A doutora em Direito se reporta, especificamente, às afirmações do ministro Luis Roberto Barroso, do STF, para o qual “se o Supremo não corresponder aos sentimentos da sociedade, vai acabar por perder a sua legitimidade” (fazendo alusão ao princípio da presunção de inocência versus prisão em segunda instância), e do juiz federal Marcelo Bretas, que publicou no seu twitter que o Poder Judiciário deve, sim, ouvir a “voz das ruas”.
Discordando, Ana Cláudia diz que “ouvir o texto da Constituição significa, pois, implicar-se com ele. Esse texto tem muito a dizer! Tem a dizer sobre seu momento histórico (redemocratização do país, depois de 20 anos de uma ditadura militar). Tem a dizer sobre suas características jurídico-políticas (o projeto de implementação de um Estado Democrático de Direito). Tem a dizer sobre o pacto com a dignidade humana, as liberdades e os direitos fundamentais.
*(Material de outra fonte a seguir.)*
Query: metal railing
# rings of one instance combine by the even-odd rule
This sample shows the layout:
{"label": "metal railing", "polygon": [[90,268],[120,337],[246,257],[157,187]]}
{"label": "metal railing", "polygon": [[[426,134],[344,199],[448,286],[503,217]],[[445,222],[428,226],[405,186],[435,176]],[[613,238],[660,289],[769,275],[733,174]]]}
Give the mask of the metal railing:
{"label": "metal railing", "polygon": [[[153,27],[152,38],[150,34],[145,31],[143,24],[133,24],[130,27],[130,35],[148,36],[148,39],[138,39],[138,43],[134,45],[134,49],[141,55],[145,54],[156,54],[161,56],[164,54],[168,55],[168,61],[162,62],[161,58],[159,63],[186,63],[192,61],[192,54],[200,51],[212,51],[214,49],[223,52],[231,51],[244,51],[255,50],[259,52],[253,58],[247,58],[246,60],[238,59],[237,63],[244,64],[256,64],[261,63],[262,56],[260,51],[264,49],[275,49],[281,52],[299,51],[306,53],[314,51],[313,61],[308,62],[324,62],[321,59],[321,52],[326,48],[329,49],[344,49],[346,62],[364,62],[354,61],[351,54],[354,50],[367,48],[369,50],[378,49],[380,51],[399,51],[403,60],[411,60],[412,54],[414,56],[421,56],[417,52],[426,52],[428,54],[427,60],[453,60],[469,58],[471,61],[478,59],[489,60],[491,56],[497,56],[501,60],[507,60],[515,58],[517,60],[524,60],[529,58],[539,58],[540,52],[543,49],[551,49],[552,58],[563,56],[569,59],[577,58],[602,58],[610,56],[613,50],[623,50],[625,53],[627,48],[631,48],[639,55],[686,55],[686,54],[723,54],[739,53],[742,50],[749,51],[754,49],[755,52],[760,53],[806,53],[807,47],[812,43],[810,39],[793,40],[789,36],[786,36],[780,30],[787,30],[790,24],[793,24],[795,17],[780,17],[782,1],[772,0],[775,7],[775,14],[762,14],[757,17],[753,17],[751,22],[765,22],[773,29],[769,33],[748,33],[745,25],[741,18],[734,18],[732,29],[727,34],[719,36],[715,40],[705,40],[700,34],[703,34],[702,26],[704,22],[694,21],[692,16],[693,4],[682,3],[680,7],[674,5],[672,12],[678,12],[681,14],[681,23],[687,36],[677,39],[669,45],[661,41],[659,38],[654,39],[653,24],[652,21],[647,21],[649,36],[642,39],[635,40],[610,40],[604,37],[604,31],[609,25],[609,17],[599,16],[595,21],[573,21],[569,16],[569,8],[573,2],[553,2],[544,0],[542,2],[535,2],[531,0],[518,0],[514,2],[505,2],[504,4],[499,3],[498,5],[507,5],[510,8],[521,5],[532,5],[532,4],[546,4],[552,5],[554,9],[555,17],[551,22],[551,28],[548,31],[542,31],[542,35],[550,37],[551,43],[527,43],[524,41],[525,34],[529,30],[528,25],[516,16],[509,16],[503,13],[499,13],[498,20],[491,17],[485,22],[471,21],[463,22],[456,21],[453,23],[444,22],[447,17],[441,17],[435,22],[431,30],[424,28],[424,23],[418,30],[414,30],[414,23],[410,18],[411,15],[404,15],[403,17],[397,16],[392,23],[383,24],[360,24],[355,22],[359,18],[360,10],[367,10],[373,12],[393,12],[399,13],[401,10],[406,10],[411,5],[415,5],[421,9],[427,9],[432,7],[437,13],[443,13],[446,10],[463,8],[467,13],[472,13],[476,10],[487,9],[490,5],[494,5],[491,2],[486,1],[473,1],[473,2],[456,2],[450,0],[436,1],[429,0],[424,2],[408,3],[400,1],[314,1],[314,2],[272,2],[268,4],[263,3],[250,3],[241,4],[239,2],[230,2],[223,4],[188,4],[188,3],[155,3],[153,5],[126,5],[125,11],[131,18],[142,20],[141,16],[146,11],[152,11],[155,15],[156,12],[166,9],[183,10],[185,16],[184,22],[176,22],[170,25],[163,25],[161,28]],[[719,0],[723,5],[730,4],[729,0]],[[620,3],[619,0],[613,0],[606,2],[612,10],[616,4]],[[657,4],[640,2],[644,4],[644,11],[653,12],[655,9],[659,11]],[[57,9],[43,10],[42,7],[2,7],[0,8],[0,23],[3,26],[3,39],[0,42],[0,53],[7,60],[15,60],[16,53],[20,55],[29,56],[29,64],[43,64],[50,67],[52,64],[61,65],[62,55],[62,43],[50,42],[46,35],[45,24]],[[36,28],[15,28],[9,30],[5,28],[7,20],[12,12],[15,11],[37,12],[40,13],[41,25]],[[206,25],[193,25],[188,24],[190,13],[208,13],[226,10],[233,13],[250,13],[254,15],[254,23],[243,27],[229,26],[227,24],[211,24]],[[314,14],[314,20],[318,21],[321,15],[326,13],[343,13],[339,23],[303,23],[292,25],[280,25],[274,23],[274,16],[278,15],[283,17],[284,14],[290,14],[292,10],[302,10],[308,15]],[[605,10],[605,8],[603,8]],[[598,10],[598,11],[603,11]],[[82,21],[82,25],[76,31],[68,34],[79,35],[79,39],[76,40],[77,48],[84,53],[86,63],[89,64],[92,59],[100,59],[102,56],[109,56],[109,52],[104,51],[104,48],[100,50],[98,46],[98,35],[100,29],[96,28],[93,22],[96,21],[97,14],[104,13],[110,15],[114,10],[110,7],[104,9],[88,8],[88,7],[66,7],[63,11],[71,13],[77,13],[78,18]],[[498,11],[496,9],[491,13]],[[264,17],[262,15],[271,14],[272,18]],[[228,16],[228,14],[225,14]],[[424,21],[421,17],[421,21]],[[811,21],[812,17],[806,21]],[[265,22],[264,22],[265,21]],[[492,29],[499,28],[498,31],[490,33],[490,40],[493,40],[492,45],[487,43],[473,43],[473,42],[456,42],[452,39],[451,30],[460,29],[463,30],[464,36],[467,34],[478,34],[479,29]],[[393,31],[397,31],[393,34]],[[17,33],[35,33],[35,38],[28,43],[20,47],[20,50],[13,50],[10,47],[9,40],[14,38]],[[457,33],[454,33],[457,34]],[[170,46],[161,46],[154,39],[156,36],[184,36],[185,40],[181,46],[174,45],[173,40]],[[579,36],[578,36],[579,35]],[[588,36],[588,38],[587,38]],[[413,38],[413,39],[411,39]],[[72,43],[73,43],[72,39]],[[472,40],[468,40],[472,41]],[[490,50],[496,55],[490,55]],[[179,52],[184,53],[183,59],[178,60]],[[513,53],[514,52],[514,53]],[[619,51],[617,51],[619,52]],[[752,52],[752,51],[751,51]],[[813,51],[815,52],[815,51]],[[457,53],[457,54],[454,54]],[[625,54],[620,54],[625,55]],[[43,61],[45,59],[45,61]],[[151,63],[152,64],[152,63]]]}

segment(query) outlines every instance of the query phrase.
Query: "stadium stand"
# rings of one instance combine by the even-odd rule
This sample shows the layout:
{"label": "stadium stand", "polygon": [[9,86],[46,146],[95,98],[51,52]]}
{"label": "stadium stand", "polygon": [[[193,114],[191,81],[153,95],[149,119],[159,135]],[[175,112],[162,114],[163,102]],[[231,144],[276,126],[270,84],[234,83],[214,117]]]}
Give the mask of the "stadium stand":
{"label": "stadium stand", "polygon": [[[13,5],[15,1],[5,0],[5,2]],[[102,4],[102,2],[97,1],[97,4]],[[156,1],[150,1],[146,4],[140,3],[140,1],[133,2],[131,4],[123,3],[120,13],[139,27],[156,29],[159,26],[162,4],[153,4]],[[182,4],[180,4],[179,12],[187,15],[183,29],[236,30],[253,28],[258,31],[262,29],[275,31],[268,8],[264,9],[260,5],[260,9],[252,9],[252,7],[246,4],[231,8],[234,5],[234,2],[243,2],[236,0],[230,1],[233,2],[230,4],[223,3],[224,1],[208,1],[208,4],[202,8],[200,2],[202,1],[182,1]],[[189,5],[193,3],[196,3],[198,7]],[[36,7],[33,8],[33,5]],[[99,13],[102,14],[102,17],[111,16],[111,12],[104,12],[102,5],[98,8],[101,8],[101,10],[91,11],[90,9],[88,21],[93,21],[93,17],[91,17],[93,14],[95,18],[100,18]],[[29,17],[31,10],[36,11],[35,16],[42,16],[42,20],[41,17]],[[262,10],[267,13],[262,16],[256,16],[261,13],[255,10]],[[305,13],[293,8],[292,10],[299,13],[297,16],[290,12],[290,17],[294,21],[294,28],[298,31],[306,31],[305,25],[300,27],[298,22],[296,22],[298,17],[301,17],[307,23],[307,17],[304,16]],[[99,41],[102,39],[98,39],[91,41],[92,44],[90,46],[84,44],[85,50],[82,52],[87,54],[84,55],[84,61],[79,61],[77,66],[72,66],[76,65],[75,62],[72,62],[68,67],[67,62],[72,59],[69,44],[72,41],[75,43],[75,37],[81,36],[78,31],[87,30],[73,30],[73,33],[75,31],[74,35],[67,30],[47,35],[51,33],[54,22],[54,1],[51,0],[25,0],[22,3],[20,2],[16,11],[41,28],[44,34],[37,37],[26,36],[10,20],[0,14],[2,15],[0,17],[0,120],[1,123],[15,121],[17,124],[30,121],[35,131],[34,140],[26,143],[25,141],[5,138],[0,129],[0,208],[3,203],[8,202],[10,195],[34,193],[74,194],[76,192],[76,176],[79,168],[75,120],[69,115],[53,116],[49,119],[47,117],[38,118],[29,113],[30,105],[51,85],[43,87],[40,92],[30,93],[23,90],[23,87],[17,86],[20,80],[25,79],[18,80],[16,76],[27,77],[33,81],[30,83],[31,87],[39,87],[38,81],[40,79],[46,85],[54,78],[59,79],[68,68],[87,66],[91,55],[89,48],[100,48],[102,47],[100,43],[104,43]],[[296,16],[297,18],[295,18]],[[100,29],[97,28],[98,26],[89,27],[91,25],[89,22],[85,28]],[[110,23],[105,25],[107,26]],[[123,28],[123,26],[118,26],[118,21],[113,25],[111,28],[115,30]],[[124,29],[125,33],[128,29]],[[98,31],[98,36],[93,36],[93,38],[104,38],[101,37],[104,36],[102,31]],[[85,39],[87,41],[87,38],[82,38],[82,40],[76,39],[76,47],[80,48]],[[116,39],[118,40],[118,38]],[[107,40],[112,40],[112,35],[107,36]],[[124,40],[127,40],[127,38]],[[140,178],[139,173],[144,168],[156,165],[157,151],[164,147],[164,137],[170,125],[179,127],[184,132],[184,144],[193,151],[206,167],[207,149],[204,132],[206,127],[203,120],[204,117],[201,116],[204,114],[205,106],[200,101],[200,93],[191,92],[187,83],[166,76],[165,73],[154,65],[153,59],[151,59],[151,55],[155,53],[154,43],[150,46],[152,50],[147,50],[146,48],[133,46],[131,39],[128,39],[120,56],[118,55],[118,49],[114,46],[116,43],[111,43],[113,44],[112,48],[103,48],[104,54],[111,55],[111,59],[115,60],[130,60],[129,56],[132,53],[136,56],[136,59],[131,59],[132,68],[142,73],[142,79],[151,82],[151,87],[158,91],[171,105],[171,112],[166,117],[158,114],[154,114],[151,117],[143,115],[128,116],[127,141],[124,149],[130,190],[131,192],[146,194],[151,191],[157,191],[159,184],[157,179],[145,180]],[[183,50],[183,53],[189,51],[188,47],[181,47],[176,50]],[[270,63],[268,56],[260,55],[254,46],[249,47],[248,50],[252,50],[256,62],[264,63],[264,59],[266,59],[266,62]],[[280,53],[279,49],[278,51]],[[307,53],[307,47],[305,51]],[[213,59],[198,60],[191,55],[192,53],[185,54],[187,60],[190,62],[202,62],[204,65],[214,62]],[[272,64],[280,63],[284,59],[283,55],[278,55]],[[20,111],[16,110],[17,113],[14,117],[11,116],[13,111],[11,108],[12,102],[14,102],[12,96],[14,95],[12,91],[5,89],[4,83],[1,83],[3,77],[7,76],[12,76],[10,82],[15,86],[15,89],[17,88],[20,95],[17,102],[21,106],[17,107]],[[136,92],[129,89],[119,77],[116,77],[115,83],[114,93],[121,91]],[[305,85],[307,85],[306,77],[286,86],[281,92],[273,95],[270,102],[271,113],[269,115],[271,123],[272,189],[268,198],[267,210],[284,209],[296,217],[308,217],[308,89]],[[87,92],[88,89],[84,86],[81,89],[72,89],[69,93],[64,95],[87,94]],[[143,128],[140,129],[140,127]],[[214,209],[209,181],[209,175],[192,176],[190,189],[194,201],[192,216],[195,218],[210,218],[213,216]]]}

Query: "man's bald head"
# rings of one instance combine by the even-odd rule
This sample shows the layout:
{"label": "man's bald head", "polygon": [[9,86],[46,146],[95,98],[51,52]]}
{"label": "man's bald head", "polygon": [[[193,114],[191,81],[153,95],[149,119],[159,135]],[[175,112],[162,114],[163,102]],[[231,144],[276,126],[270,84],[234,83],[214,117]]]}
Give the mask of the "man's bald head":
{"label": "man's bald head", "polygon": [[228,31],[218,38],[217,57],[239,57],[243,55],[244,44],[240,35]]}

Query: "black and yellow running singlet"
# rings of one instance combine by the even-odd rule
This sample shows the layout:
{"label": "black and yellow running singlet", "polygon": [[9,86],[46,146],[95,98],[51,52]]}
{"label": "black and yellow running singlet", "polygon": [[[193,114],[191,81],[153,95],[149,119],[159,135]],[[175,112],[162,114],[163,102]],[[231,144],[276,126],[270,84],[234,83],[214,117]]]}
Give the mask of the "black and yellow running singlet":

Tem a dizer, por fim, sobre suas expectativas (como a de construir uma sociedade livre, justa e solidária — artigo 3º, inciso I, da Constituição Federal)”.
Diz mais: “Quem ouve a Constituição sabe que há um sério risco em ouvir a maioria, a voz das ruas, ou o que se queira dizer com o termo sociedade. É possível, quem sabe um dia, que a voz das ruas harmonize com a voz do texto constitucional. Mas, o momento atual não é de harmonia. A voz das ruas (que parece já ter virado um sujeito, com vida própria) está, inclusive, querendo colocar a Suprema Corte do país contra a parede! Intimidá-la!...”.
A “voz das ruas” defendida por uma parcela significante de membros do nosso Judiciário implica, necessariamente, na observância da “Teoria da Dinâmica do Direito” - este como ciência não estática - para onde caminha a sociedade na busca de um direito que resguarde segurança jurídica, eficiência e mais confiança. Assim, se a sociedade entra em um processo de mutação, em rápida e irreversível dinâmica de mudanças, nada mais coerente e necessário que o Judiciário caminhe nessa direção, perceba isso e comece a adotar um direito também pela “voz das ruas”, que encontra no persistente clamor social seu “eco” mais subsistente.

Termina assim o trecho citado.